Our Goal Is To Obtain USCG Type Approval

The Trojan Marinex product suite obtained IMO Type Approval from Det Norske Veritas (DNV) on behalf of the Norwegian Maritime Directorate in March 2014. Then, in August 2014, it was issued Alternate Management System (AMS) acceptance by the United States Coast Guard (USCG).

Based on the belief that USCG Type Approval will become the global standard in ballast water treatment certifications, we have utilized a number of tactics that will enable us to obtain it. In early 2015, a formal application for USCG Type Approval was submitted – this was the first application in the industry.

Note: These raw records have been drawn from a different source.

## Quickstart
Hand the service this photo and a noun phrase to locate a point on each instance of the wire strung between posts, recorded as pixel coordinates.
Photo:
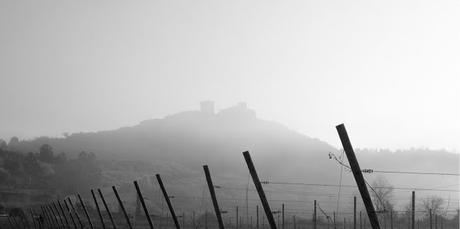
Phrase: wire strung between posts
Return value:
(332, 156)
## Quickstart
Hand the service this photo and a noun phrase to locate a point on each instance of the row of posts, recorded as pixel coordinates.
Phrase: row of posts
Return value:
(50, 211)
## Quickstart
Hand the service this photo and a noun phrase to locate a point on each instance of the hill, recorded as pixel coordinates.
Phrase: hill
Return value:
(178, 145)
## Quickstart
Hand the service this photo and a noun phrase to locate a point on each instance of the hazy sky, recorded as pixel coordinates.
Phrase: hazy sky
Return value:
(390, 70)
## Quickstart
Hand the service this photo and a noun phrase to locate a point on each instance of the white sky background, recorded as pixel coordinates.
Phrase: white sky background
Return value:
(390, 70)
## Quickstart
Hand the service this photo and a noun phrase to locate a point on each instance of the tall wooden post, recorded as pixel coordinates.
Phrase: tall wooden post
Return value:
(354, 212)
(431, 220)
(314, 214)
(260, 190)
(59, 214)
(193, 220)
(236, 218)
(168, 201)
(206, 220)
(33, 218)
(107, 209)
(391, 219)
(86, 211)
(257, 216)
(282, 215)
(98, 209)
(70, 214)
(183, 219)
(141, 199)
(335, 224)
(358, 176)
(75, 213)
(213, 196)
(120, 203)
(413, 210)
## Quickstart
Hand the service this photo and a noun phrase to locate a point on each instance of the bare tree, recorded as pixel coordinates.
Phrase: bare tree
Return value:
(382, 194)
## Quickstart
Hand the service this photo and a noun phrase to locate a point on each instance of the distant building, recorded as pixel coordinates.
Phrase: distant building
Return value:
(238, 112)
(207, 107)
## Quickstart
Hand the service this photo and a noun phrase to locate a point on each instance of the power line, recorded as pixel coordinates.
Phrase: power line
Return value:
(414, 173)
(354, 186)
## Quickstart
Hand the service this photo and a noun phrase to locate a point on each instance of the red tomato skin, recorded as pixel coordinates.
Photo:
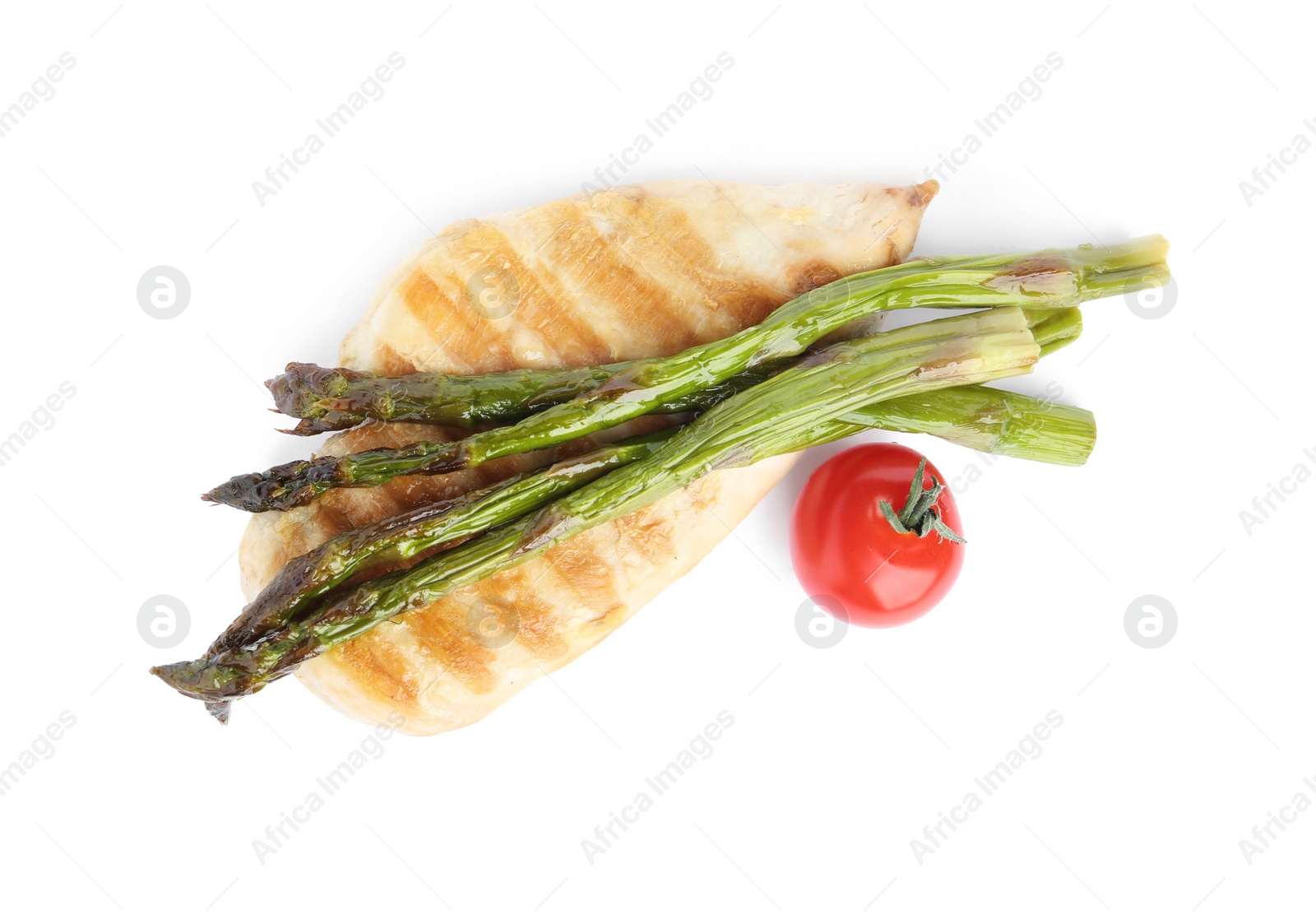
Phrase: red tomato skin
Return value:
(842, 546)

Testing completed at USCG-approved facilities Most of the existing IMO Type Approved systems (> 40) have not been tested in USCG-approved land- and ship-based test facilities. Most of these suppliers will be required to retest with an approved facility in order for this data to be accepted by USCG.
Tested under poor water quality conditions Many existing IMO Type Approved systems have been tested in higher clarity water (high UV transmittance). It is expected that these systems will not be able to treat lower clarity waters than to what they have been tested to under USCG regulations. The UV transmission value will be noted on the Type Approval certificate, significantly limiting the applicability of the system in poorer water qualities.
Tested under high flow conditions Many existing IMO Type Approved systems have been tested at relatively low flows (< 250 m3/h). However, certificates have been issued for very high flow rates, sometimes in excess of 3000 m3/h.
Tested in fresh water, brackish water and marine water Salinity in ports and harbors around the world vary, therefore it is necessary that systems be tested in all salinities, including fresh water. System suppliers that test in only two salinities may obtain USCG Type Approval, however, similar to issued AMS certificates, these systems will only be permitted to operate in water salinities that were tested and approved. If a system has not been tested in fresh water, it will not be permitted to ballast in fresh water.

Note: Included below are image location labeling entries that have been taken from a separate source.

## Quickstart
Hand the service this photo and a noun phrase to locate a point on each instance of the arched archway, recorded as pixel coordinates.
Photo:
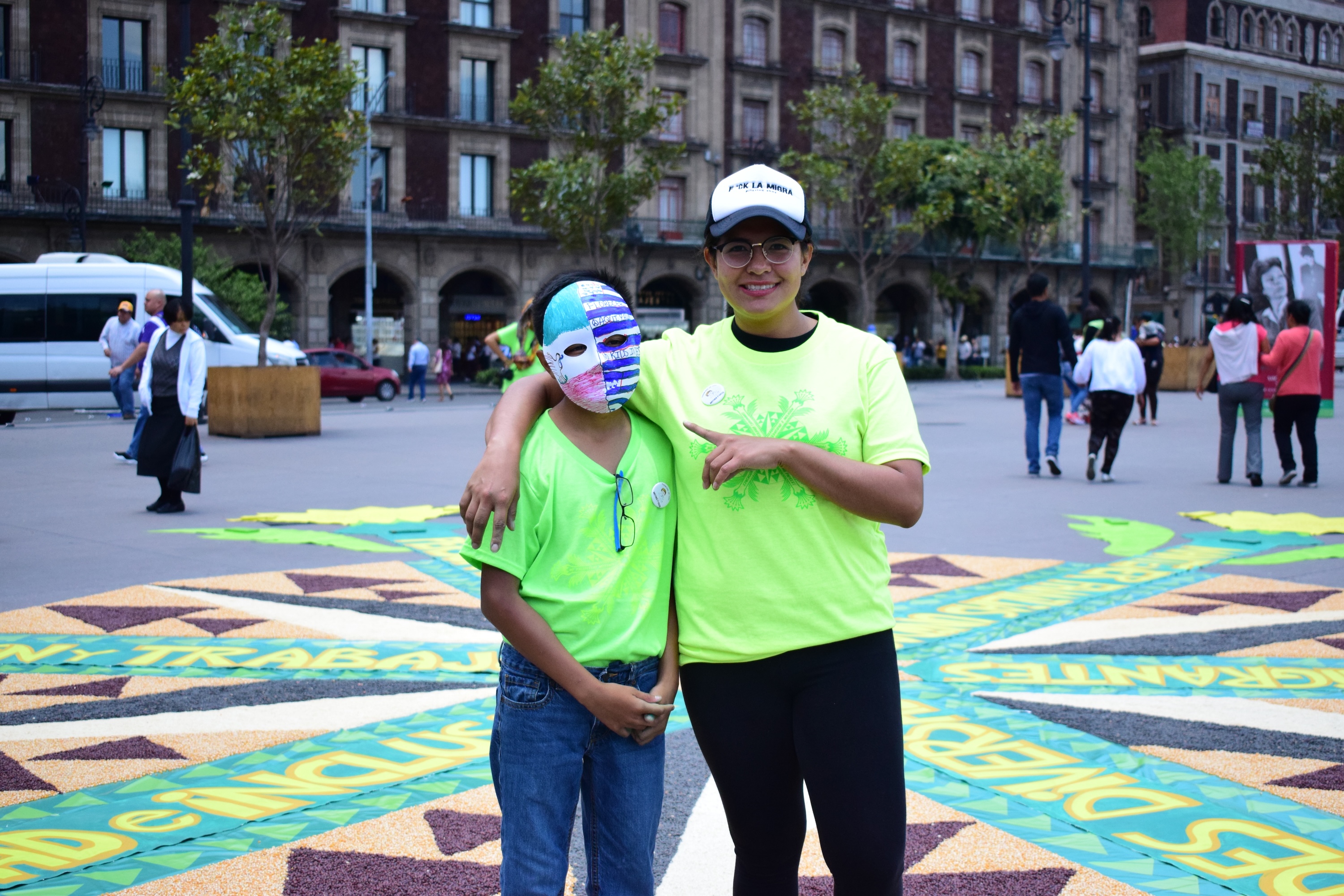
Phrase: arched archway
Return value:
(347, 316)
(660, 303)
(830, 297)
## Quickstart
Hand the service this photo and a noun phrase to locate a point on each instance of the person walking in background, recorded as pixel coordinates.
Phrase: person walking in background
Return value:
(1236, 346)
(1151, 335)
(1038, 335)
(417, 365)
(170, 393)
(1297, 400)
(1116, 370)
(155, 300)
(119, 339)
(443, 369)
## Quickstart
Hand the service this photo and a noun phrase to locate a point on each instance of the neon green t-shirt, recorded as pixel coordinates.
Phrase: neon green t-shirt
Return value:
(508, 336)
(764, 564)
(604, 606)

As the IMO has reaffirmed its definition of “viable” allowing for the continued use of reproductive methods, the objective scientific evidence and international support for the MPN method has become increasingly apparent and as such we anticipate that the USCG will, with appropriate guidance from U.S. Congress, also soon apply standards and test protocols that facilitate Type Approval of eco-friendly UV-based ballast water treatment systems.